Zodiac Party - The Backpacker Intern

5) Sleeping One Night in Our Own Ice-graves

“For the folks who want to sleep one night on the ice, the Zodiacs leave in 10 minutes.”. That was my wake-up call through the ship’s intercom. I was so tired from all the excursions (okay and we had some drinks at the bar) that I just crashed and fell asleep. I didn’t want to miss this one for gold so I quickly grabbed my stuff and got dropped on the ice. Here we had to dig our own graves. I slept one night on Antarctica in 3 layers of clothes, 2 sleeping bags, under an amazing sky full of stars and with penguins and leopard seals just 10 meters in front of us. Amazing!

Ice-Grave on Antarctica - The Backpacker Intern

6) 11 Days Without Internet in Pure Nature

I’m online all the time. Whether it’s working, social networking, discovering music, reading blogs or watching double rainbows. Good to know; there’s no Wi-Fi on Antarctica. Good to know too; it’s perfect. Because any form of Internet did not distract me I was enjoying the pure beauty of Antarctica to the max. It’s the perfect place for a social (media) detox.

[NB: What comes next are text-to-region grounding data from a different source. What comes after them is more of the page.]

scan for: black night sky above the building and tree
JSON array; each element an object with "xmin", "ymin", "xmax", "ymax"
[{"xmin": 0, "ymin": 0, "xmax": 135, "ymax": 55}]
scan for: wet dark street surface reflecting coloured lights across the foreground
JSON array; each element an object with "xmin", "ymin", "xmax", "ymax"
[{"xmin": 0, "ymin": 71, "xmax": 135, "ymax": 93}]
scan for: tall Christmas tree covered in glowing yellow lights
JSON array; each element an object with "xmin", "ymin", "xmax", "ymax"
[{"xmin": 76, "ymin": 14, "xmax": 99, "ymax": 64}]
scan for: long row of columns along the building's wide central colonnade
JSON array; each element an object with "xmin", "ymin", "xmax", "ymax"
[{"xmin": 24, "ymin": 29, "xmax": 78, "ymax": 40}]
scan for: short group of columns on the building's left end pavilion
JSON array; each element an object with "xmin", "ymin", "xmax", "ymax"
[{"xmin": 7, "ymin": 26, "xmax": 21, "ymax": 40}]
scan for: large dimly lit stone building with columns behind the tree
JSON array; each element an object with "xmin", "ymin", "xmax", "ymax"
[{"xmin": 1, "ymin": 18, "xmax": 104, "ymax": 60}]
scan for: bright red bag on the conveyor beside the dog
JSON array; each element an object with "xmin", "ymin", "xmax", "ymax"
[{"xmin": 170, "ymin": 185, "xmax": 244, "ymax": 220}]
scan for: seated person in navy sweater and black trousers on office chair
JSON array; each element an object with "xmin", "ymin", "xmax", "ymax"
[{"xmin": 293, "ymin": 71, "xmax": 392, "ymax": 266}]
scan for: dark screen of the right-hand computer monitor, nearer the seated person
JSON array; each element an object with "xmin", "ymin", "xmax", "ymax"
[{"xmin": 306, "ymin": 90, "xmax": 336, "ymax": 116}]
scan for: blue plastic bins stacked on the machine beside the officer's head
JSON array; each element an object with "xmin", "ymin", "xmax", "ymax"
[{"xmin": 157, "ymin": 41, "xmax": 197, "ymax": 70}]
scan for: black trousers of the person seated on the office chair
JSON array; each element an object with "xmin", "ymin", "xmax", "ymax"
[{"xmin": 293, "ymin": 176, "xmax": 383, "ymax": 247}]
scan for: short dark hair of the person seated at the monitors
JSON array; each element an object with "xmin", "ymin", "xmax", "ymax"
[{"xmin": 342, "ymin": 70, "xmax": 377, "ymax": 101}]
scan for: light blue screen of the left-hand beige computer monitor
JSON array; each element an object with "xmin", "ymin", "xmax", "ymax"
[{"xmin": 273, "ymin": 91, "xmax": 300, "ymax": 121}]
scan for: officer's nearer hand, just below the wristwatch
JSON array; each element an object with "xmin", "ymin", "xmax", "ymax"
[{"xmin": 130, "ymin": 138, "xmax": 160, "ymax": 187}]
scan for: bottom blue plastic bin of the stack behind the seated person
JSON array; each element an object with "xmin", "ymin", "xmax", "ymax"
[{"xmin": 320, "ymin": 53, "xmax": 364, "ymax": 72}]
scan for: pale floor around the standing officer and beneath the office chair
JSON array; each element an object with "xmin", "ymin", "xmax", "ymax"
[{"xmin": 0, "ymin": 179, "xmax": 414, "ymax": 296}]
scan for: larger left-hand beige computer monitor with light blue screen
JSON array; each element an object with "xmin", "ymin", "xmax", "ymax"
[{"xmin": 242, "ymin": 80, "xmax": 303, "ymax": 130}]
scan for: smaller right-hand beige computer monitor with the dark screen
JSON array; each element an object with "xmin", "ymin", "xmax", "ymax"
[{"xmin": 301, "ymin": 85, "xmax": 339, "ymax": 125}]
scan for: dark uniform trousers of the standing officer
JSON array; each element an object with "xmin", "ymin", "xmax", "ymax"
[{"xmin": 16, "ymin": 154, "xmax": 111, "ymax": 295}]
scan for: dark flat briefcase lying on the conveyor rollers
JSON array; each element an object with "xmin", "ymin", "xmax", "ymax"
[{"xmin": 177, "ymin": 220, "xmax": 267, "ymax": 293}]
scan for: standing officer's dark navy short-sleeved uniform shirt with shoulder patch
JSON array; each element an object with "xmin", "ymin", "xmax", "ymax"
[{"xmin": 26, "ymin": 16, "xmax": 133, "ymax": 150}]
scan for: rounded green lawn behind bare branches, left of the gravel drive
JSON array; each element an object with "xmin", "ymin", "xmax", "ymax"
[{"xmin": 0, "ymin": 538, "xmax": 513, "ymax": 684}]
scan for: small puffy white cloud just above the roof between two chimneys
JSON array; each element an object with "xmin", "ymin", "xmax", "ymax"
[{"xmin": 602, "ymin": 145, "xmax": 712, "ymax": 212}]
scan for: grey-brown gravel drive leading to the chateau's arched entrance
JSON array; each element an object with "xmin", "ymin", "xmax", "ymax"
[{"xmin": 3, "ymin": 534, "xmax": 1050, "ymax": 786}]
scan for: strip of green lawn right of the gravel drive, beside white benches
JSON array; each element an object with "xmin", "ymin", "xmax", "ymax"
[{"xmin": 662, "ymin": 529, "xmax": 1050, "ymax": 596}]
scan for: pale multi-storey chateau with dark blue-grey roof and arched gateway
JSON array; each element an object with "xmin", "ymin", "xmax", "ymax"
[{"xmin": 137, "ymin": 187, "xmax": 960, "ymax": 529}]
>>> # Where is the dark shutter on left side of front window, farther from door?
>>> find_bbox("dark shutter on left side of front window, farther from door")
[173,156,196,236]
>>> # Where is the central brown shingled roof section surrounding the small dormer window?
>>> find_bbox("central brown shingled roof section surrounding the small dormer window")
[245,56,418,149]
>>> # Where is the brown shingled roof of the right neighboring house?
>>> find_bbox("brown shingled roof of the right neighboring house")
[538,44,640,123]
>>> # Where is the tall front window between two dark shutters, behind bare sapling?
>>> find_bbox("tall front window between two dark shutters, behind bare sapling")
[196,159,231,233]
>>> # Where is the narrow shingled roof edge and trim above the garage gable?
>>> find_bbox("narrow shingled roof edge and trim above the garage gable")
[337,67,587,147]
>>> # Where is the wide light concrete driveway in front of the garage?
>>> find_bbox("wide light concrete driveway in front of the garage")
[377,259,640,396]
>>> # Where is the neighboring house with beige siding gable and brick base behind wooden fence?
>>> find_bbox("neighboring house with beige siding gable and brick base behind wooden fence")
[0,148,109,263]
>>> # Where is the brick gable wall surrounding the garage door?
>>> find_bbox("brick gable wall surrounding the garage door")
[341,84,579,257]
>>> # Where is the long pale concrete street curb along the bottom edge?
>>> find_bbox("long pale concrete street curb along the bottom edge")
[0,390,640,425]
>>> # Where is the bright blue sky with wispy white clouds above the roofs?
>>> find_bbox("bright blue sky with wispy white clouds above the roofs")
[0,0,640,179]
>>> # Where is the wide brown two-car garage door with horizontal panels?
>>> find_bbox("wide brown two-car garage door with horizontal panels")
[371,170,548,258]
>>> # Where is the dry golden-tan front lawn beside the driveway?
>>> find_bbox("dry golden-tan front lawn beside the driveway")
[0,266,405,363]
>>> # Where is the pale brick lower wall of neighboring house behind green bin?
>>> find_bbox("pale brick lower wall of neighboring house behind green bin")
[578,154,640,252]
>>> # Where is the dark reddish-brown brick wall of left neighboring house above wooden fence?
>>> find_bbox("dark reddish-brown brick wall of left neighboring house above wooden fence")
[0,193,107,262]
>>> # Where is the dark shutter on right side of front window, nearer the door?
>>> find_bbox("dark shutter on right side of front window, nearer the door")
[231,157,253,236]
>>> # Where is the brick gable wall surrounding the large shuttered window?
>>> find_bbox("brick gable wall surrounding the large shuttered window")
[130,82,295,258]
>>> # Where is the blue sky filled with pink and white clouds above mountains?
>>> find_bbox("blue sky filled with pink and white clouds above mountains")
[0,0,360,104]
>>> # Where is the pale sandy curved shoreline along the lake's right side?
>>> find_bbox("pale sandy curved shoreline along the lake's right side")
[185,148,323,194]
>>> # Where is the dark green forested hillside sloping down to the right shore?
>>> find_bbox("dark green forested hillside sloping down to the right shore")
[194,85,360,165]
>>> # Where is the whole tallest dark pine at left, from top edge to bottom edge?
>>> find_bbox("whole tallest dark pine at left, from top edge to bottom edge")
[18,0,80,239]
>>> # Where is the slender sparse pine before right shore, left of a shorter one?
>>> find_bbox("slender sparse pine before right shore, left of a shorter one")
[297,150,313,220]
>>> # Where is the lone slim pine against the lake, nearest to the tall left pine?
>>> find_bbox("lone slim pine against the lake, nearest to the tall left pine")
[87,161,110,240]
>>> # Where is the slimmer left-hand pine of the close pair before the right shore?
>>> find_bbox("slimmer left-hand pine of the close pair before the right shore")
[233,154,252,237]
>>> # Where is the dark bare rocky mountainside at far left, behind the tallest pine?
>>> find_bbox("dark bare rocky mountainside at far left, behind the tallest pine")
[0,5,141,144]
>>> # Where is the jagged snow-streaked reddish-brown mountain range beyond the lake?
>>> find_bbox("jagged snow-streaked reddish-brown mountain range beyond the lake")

The Backpacker Intern on Antarctica Mountaintop


7) Antarctic Wedding of an Awesome Couple

Last but not least there was a famous wedding during our trip. A wedding! On Antarctica! Taiwanese-American host Janet Hsieh and Singapore-based actor-host George Young decided to get married on the 7th continent. They brought a group of friends from all over the world with them and Discovery Channel to film their adventures. It was so cool because Janet immediately made me part of their group and that made my whole trip so much more special. Thanks so much for that! I wish Janet & George all the luck in the world for the future. It was wonderful meeting you guys.

George and Janet Just Married photo

All of these highlights happened because I managed to get an internship at One Ocean Expeditions and got supported by Beluga Adventures. In exchange I’m publishing exciting content about this trip. More to come soon. Thanks again for making this happen both of you!


If you ever have the chance to visit Antarctica; do it. If not; create your chance. It is, by far, the most amazing trip and experience I’ve ever had in my life. If you want to book a trip to Antarctica like I did, check out One Ocean Expeditions. If you’re Dutch or from Belgium I recommend to talk with Beluga Adventures. I hope more people will have the opportunity to visit this amazing part of the world.

My final shout out goes to the One Ocean Expeditions crew and the rest of the awesome passengers on the Akademik Ioffe (you know who you are) thank you so much for making this trip extra extraordinary!

4 thoughts on “My 7 Highlights From The 7th Continent; Antarctica

  1. Kate

    All my life I’ve had a strong believe that I hated snow so eventualy I moved to Madagascar not to experience it ever again;) but now after reading your highlights man, I seriously wanna visit Antartica! Sounds truly amazing!